The locomotives of the Dundalk, Newry and Greenore Railway (DNGR) were six 0-6-0ST (saddle tanks), with inside cylinders. All were built at Crewe Works.

==History==

The DNGR was owned by the London and North Western Railway (LNWR) and the locomotives were based on the LNWR Special Tanks, but built for Irish gauge and with larger driving wheels, 5 ft 2+1/2 in instead of 4 ft 5+1/2 in. The locomotives were all built at the LNWR's Crewe Works, England. The first three were built in 1873, followed by another two in 1876 and a final locomotive in 1898. The sixth locomotive was not new, but was rebuilt from an LNWR DX Goods Class originally from 1867.

The locomotives were painted in LNWR livery. They were numbered in order of building from 1 to 6 and also carried names.
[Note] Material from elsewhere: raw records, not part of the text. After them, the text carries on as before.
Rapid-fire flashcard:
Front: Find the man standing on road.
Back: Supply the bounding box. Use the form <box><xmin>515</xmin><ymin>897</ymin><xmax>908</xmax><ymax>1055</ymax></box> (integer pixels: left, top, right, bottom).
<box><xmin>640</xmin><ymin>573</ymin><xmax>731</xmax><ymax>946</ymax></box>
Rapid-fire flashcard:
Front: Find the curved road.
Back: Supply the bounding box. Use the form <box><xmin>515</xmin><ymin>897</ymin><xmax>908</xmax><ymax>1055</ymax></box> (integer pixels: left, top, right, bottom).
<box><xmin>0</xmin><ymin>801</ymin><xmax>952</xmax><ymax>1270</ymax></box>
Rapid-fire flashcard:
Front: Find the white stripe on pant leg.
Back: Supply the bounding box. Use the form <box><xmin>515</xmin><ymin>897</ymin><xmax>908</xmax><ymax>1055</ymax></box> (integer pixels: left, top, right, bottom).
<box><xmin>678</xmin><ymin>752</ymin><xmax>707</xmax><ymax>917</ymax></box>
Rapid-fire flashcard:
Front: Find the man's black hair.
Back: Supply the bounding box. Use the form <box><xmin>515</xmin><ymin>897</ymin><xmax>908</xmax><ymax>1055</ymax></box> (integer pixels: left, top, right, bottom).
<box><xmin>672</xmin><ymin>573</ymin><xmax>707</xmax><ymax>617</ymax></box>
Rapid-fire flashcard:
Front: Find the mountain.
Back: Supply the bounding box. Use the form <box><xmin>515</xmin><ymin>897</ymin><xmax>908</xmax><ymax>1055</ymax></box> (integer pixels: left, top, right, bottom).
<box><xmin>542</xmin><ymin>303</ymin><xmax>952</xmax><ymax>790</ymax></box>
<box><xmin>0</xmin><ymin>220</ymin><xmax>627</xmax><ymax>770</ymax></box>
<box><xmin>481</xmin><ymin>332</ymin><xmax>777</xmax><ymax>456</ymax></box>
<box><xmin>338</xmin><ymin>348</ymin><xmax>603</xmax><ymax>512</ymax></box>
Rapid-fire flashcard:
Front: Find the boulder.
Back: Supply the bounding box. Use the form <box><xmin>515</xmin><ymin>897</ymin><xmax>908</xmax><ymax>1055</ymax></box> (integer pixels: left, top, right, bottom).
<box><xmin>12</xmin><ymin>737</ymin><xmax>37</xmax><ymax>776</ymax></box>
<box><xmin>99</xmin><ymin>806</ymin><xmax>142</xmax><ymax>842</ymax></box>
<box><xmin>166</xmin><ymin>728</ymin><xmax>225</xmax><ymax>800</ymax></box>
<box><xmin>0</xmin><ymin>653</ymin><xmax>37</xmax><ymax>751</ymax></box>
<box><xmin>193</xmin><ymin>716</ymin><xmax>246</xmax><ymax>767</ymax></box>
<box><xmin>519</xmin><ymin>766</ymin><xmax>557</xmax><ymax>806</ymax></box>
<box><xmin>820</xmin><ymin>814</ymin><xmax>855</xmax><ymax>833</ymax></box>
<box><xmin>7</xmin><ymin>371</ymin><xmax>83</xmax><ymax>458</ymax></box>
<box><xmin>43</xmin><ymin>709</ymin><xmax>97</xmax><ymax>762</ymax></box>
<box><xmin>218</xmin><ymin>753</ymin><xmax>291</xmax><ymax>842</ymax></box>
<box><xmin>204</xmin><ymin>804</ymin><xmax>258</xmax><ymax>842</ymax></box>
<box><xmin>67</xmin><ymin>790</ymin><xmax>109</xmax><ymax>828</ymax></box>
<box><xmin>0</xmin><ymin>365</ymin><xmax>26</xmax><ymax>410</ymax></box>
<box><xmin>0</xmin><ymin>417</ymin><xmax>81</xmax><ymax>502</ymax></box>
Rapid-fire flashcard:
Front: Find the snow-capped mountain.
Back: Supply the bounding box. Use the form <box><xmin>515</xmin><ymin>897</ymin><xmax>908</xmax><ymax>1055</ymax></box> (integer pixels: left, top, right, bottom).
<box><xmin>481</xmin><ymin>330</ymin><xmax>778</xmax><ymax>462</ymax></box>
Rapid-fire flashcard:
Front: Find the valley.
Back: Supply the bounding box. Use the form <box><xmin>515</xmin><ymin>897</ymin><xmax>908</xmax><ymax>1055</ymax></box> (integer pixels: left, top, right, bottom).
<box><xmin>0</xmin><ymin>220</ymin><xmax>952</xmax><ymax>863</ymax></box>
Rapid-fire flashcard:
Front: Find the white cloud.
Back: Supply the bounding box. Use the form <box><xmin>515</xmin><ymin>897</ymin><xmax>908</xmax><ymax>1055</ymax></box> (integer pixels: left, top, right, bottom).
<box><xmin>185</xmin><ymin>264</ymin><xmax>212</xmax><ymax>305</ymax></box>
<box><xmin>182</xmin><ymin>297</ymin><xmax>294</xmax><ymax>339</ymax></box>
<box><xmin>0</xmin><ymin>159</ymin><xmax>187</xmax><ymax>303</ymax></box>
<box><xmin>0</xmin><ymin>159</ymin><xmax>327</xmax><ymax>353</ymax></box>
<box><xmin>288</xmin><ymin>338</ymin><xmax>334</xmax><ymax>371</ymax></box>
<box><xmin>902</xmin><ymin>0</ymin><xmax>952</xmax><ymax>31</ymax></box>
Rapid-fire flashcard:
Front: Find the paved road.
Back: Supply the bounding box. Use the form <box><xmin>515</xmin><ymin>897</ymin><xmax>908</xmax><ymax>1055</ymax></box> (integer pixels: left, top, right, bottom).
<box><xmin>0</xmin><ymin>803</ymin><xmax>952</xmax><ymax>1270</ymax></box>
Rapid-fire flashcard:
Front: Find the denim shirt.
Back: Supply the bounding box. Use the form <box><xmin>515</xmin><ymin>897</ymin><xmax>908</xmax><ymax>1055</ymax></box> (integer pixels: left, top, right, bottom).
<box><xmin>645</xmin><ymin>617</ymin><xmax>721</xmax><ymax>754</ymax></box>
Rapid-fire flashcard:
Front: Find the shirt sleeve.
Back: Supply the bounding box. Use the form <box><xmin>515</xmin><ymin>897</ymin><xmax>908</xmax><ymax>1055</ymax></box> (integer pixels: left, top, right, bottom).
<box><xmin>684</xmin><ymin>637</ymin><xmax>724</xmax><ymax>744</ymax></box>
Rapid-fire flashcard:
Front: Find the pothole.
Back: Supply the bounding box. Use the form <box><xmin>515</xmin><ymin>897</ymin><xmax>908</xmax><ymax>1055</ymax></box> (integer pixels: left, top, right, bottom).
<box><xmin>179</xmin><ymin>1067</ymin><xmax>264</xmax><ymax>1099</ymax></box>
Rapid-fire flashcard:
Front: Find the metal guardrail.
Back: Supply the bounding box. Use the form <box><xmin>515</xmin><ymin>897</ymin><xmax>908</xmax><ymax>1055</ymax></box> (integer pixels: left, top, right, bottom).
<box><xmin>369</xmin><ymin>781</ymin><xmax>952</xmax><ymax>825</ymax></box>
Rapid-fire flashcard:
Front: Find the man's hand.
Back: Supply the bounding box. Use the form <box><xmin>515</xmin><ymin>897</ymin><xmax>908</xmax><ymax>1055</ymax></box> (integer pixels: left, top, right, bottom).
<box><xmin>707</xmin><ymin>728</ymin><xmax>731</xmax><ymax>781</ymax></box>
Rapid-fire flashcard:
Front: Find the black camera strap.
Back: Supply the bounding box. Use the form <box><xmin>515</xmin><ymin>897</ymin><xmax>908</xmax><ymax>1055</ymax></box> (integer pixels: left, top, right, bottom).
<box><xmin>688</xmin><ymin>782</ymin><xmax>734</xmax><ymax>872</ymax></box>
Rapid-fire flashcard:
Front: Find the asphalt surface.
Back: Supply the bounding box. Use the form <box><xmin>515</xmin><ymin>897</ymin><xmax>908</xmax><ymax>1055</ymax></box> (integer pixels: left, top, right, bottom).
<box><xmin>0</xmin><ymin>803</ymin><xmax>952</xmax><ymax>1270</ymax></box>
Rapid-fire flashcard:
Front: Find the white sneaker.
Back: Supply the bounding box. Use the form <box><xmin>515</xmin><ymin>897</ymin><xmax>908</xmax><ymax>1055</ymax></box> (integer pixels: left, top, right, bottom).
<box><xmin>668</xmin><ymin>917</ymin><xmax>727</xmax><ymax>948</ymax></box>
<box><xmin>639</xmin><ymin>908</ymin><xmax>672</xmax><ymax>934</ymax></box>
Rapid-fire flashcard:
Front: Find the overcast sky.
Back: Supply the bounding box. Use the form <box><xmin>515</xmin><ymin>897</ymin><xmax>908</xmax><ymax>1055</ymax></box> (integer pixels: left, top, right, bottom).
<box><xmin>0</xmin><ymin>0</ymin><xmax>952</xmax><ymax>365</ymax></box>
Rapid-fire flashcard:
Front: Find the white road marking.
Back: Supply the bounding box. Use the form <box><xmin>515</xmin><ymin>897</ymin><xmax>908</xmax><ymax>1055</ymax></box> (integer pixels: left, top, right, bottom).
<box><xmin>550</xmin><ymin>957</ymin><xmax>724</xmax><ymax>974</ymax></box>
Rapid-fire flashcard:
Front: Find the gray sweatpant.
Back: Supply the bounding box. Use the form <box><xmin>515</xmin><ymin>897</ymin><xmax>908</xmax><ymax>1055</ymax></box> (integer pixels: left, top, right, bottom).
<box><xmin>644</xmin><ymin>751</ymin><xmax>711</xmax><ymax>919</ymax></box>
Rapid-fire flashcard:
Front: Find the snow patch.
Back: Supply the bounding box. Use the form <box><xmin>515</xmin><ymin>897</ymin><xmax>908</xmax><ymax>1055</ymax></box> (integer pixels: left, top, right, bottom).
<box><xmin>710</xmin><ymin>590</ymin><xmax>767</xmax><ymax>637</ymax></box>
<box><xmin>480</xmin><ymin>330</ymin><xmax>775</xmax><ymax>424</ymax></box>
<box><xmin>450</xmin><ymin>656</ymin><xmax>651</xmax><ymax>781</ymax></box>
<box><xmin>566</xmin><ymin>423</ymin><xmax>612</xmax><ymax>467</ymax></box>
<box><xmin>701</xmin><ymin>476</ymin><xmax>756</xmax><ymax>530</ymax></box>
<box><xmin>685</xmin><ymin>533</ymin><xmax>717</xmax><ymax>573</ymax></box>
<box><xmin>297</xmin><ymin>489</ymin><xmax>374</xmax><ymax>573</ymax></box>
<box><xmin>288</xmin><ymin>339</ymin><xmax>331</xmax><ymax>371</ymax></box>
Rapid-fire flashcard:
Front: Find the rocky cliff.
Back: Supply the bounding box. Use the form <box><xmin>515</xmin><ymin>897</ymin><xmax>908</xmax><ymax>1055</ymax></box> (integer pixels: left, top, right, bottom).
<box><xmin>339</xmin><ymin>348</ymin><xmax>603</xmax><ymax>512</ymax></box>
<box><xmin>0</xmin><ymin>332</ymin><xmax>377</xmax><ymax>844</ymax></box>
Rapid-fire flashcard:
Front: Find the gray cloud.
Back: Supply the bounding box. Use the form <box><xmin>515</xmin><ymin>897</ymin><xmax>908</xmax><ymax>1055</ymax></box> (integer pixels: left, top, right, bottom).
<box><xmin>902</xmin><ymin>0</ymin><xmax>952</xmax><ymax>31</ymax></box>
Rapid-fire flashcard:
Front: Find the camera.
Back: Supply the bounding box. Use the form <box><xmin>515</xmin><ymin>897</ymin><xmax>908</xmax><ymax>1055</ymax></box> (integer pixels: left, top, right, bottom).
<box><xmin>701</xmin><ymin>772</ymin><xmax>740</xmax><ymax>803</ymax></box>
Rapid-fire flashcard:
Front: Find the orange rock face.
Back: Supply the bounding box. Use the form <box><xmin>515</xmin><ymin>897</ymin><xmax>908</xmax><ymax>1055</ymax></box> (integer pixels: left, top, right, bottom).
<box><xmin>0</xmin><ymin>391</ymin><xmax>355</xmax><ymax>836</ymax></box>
| Number | Name | Works No. | Date built |
|---|---|---|---|
| 1 | Macrory | 1509 | 1873 |
| 2 | Greenore | 1510 | 1873 |
| 3 | Dundalk | 1511 | 1873 |
| 4 | Newry | 1962 | 1876 |
| 5 | Carlingford | 1963 | 1876 |
| 6 | Holyhead | 3877 | 1898 |

In 1933 the Great Northern Railway (Ireland) (GNR) took over operation of the DNGR and began using its own locomotives for passenger trains, with the line's original locomotives remaining in use for goods services.

During World War II three of the remaining five locomotives (Nos. 1, 4 and 6) were loaned to the Northern Counties Committee and used for shunting duties around York Road, Belfast and in Coleraine, but all were returned by 1946 due to not being satisfactory to NCC's needs.

== Withdrawal ==

Locomotive No. 5 Carlingford was scrapped in 1929. Nos. 2 and 6 were out of use by 1948 and scrapped with Nos. 3 and 6 at Sutton, Dublin in 1952 after the DNGR closed. Consideration was given to the preservation of locomotive No. 1 Macrory but, in the end, no locomotives were preserved.